Augmented Unreality and Medical Group Success

February 4, 2019

What’s real?

Last year, while having dinner at a conference, I sat across from two women – I’ll give a quick shout-out to Judy and Devona without identifying them by their last names, in case they don’t want the shout-out.

We were talking about the people that we had separately observed at concerts who, instead of actually watching the concert, were filming the concert on their phones. In essence, they weren’t watching the concert live, they were watching a video screen of the concert.

Is that even watching a concert live? I’m not sure. It doesn’t seem to be. You’re focusing your experience on a screen instead of everything that’s going on around you.

Which makes me wonder if that same phenomenon of focusing on a very narrow object or viewpoint doesn’t also impact many others in healthcare.

Someone else, not at that dinner, was commenting on the difference between the old Siegfried and Roy act in Las Vegas, which required Siegfried and Roy. Even though they had around 400 employees, they needed to have Siegfried and Roy there for every single performance.

Compare that with the Blue Man Group, in which there are the original “Blue Men” who came up with the concept but no longer need to perform: They have multiple touring groups of performing “Blue Men.”

Many people in healthcare, certainly many physicians, are hands-on like Siegfried and Roy. They’re not the equivalent of Blue Men, working only on the high-value concepts and then supervising those those who carry out the work.
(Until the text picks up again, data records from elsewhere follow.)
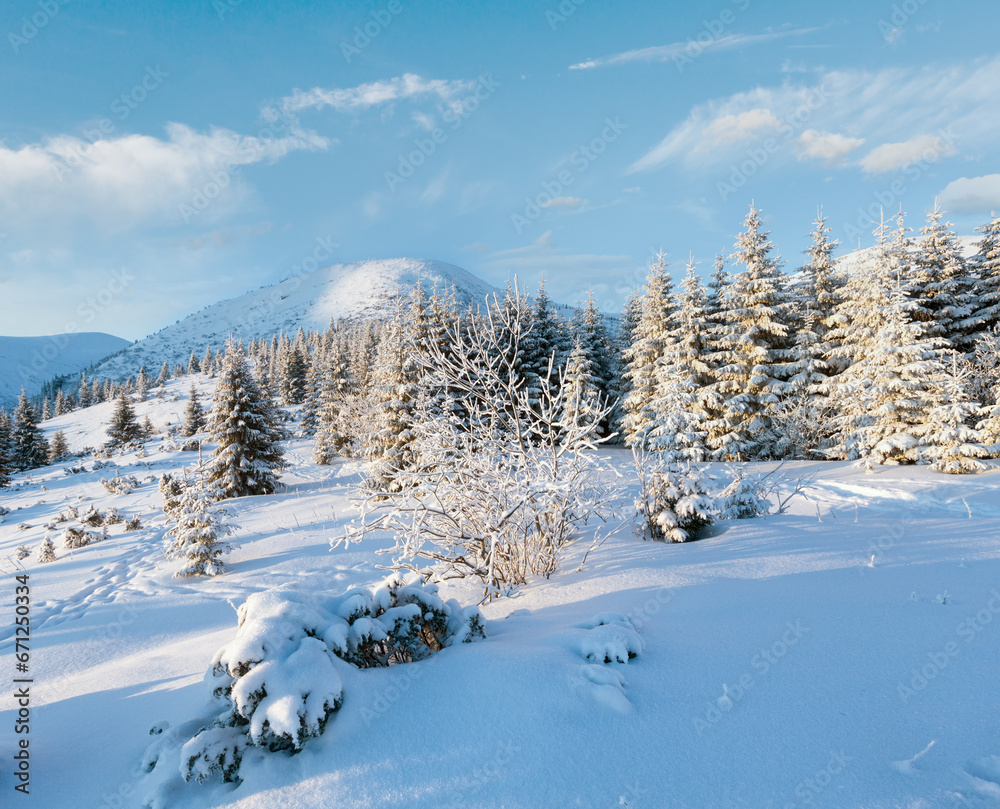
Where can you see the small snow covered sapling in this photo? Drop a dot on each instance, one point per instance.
(278, 681)
(46, 550)
(673, 502)
(743, 498)
(198, 533)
The problem with being so personally caught up in the delivery of the performance is that you lose sight of many of the elements around yourself, elements that impact your business. The classic example of this is the medical group leaders who are shocked when their hospital contract goes out to bid via RFP; after all, they exclaim, “we deliver first class medical care.”

Avoid the problem of the concert-goers who focus so intently on their cell phone screens, focusing on what they think is reality. Take time to sit back, open your eyes, and look at the bigger picture.